The first method demonstrated that for high water production well, a good radial stabilization
can be identified for good permeability estimation without smoothing the data. Also it
showed that in cases investigated, the drawdown fingerprint can be replicated in the build-up
pressure response, hence a good match of the data and a better radial flow diagnosis.
The second and third methods can, not only derived each individual phase permeability, the
derivative response from each phase is visualised to give much clearer picture of the true
reservoir response, which in return ensures that the derived permeability originates from the formation radial flow. These approaches were tested with synthetic and field data. The
synthetic studies demonstrated that the calculated numerical density derivatives on the
diagnostic plot yield much clearer reservoir radial flow regime and give more confident
formation permeability estimation. The study also discovered that in the cases investigated,
the heavier the fluid such as water, the better permeability estimation from the weighted
average pressure-density equivalent derivatives.

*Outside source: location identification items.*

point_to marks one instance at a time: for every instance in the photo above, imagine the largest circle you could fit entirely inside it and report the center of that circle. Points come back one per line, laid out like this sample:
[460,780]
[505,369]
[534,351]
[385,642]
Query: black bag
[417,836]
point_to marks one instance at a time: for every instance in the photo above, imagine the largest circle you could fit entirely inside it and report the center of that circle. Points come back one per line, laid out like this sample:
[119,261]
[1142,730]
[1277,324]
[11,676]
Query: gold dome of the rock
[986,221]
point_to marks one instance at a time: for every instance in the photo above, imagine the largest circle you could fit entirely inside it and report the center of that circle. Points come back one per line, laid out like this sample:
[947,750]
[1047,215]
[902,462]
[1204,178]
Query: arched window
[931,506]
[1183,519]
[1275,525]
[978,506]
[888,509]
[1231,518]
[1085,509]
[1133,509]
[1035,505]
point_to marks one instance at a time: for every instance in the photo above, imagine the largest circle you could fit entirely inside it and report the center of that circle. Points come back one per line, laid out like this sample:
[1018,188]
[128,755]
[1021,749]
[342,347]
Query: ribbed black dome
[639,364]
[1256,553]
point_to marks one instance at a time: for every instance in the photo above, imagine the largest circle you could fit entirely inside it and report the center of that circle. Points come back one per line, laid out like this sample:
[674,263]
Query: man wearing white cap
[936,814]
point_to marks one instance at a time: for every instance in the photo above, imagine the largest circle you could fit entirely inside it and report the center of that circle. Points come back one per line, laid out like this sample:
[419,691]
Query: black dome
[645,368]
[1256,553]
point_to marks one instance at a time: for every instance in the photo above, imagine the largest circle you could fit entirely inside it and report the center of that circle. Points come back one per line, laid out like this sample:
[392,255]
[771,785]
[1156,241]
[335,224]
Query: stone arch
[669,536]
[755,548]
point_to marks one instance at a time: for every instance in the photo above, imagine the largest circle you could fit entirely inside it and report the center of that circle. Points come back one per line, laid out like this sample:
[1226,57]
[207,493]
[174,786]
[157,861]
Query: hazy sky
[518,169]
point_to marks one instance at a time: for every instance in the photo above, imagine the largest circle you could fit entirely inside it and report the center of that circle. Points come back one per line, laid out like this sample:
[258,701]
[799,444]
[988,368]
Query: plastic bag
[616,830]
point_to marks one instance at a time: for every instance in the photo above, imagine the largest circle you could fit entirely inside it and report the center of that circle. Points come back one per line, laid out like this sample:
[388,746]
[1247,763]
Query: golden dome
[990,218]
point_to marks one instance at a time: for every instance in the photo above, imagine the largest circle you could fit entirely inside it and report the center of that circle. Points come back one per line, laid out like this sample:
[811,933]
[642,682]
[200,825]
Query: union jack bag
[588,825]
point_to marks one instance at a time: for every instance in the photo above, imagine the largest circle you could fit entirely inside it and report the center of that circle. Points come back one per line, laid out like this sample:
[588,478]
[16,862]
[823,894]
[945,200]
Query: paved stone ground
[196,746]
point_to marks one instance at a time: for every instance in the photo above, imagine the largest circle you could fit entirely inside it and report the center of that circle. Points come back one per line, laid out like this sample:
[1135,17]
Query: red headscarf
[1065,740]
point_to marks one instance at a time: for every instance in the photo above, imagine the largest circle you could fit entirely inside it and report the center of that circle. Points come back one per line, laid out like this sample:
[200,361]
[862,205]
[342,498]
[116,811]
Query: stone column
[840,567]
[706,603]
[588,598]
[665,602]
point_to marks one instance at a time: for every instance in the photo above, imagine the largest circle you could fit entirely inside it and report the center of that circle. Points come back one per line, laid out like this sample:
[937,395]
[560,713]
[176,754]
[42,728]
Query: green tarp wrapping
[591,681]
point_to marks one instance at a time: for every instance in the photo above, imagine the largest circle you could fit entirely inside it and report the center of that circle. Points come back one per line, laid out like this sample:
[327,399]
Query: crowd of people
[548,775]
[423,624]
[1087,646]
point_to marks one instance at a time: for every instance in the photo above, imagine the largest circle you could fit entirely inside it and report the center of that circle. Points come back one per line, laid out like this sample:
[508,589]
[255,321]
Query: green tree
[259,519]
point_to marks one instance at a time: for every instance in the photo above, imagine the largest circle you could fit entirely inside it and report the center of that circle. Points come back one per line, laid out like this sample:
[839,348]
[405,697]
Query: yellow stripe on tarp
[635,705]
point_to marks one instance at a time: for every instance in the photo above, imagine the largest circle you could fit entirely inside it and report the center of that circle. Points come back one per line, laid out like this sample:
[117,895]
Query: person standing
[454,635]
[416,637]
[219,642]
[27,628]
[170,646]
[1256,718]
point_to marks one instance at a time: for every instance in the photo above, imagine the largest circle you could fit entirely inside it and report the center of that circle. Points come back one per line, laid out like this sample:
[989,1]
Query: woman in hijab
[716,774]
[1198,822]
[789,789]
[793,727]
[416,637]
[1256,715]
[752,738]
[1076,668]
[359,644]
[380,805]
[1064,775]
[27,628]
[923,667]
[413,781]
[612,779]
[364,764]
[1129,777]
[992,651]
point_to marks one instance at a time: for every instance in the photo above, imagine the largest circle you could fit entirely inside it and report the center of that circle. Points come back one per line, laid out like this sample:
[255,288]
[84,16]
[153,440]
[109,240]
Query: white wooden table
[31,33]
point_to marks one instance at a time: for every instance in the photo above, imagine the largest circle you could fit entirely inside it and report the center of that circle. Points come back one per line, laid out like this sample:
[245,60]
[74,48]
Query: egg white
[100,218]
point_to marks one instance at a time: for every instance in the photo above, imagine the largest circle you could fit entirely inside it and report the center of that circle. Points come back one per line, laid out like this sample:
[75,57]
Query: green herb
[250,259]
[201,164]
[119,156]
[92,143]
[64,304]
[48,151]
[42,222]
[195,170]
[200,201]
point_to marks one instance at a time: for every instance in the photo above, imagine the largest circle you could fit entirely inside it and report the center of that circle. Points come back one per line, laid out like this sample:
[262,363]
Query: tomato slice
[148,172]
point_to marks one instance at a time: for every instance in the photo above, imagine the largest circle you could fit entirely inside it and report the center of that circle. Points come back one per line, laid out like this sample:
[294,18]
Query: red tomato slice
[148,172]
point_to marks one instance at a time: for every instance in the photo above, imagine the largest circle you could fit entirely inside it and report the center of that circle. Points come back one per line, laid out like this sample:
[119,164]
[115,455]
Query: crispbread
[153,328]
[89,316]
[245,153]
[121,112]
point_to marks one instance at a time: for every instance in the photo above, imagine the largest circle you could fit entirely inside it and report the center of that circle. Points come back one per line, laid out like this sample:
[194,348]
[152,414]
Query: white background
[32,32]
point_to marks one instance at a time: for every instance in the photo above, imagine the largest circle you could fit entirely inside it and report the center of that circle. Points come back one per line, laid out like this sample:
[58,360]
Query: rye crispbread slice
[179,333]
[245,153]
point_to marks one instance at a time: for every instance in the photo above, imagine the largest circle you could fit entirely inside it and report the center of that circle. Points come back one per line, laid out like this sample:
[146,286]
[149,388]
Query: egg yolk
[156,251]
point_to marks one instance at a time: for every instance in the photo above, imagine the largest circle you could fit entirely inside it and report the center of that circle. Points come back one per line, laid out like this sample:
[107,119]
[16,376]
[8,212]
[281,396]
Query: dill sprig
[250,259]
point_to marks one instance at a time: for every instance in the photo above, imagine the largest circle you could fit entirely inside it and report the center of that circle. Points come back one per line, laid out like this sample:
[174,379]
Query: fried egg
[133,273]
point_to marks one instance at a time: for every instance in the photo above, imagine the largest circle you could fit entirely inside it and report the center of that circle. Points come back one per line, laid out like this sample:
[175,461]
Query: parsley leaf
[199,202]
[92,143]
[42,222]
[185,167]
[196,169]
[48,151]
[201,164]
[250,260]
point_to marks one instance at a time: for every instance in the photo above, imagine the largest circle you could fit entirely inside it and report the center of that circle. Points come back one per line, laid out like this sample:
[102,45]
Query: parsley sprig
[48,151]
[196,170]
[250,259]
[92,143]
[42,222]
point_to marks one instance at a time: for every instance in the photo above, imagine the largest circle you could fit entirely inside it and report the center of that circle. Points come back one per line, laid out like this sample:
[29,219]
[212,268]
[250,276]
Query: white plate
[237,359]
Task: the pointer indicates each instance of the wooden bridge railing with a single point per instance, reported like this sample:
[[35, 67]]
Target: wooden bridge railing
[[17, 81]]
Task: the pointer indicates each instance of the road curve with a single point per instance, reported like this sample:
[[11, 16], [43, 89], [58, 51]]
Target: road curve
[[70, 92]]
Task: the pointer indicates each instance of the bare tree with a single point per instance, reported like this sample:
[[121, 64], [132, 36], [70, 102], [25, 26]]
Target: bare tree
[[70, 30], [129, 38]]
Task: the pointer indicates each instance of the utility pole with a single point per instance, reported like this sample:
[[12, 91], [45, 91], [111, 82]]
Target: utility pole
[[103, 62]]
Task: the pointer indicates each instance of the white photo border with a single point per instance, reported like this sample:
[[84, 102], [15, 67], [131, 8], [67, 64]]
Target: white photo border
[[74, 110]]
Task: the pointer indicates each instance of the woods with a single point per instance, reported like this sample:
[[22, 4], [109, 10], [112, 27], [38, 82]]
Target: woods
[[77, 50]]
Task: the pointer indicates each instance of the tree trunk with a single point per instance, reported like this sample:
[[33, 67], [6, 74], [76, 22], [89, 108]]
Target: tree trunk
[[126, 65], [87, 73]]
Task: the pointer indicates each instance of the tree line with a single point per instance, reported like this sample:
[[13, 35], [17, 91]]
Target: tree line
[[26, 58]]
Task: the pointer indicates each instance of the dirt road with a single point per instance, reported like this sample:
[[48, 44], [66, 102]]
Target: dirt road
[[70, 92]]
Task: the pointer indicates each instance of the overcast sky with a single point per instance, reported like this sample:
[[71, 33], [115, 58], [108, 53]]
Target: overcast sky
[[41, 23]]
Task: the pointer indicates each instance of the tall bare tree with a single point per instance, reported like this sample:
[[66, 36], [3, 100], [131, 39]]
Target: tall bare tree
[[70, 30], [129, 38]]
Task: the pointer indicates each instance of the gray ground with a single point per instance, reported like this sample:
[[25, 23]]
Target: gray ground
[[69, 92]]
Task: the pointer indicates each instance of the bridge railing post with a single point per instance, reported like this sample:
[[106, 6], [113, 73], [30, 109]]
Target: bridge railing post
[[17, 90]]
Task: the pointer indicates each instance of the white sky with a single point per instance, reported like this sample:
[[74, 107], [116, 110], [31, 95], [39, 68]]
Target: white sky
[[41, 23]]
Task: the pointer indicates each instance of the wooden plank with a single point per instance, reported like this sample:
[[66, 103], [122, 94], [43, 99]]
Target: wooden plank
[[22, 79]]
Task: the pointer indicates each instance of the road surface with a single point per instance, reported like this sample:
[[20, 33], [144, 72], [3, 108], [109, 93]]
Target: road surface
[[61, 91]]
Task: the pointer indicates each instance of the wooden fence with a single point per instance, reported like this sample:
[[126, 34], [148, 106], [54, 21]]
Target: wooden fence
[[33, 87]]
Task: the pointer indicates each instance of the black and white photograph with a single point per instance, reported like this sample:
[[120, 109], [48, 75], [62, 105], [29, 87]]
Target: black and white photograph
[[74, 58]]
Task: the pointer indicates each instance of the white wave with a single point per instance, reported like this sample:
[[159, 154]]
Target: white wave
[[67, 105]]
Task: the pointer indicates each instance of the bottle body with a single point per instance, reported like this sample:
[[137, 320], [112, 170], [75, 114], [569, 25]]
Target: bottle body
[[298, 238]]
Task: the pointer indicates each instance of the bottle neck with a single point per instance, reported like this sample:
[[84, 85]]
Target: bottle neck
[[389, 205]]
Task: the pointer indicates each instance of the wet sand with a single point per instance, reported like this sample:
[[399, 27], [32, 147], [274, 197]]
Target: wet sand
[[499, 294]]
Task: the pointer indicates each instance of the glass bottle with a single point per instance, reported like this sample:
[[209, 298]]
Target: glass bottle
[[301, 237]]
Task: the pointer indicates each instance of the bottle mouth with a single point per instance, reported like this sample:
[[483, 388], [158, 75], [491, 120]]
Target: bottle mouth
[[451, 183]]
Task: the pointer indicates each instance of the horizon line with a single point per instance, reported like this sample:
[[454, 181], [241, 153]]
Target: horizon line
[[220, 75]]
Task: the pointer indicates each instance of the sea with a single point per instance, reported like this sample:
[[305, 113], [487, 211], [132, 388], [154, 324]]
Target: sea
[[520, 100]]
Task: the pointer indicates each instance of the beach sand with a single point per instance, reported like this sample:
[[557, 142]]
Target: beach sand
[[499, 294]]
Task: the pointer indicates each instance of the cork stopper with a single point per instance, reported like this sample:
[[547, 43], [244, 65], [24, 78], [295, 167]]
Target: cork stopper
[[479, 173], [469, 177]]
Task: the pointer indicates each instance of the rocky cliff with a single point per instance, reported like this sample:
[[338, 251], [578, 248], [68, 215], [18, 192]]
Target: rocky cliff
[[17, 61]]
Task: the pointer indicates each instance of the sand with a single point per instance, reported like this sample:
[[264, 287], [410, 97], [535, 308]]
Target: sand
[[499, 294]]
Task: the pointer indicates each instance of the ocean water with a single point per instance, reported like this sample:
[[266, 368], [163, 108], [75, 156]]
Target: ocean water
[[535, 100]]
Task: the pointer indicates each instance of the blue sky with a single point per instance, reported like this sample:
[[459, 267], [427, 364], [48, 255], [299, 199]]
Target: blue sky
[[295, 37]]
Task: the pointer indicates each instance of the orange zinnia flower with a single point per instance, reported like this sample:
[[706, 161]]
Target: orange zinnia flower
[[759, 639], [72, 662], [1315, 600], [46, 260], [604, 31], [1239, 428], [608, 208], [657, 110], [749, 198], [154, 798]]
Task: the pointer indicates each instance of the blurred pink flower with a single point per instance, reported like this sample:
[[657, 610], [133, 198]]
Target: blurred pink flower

In order to support further field application of this approach, field data sets were identified
and analysed using the developed methods. In this case, the conventional pressure derivative
diagnostic method failed to identify the radial flow, hence unable to estimate the reservoir
permeability. In contrast, the three methods: statistical pressure, fluid phase numerical
density and pressure-density equivalent derivatives gave very clear radial flow stabilizations
on the diagnostic plot, from which the reservoir permeability was derived, which matched
the up scaled core permeability from the same formation. The presented approaches provide
an estimation of the individual fluid phase and formation effective permeabilities, reflecting
the contribution of each phase to flow at a given point.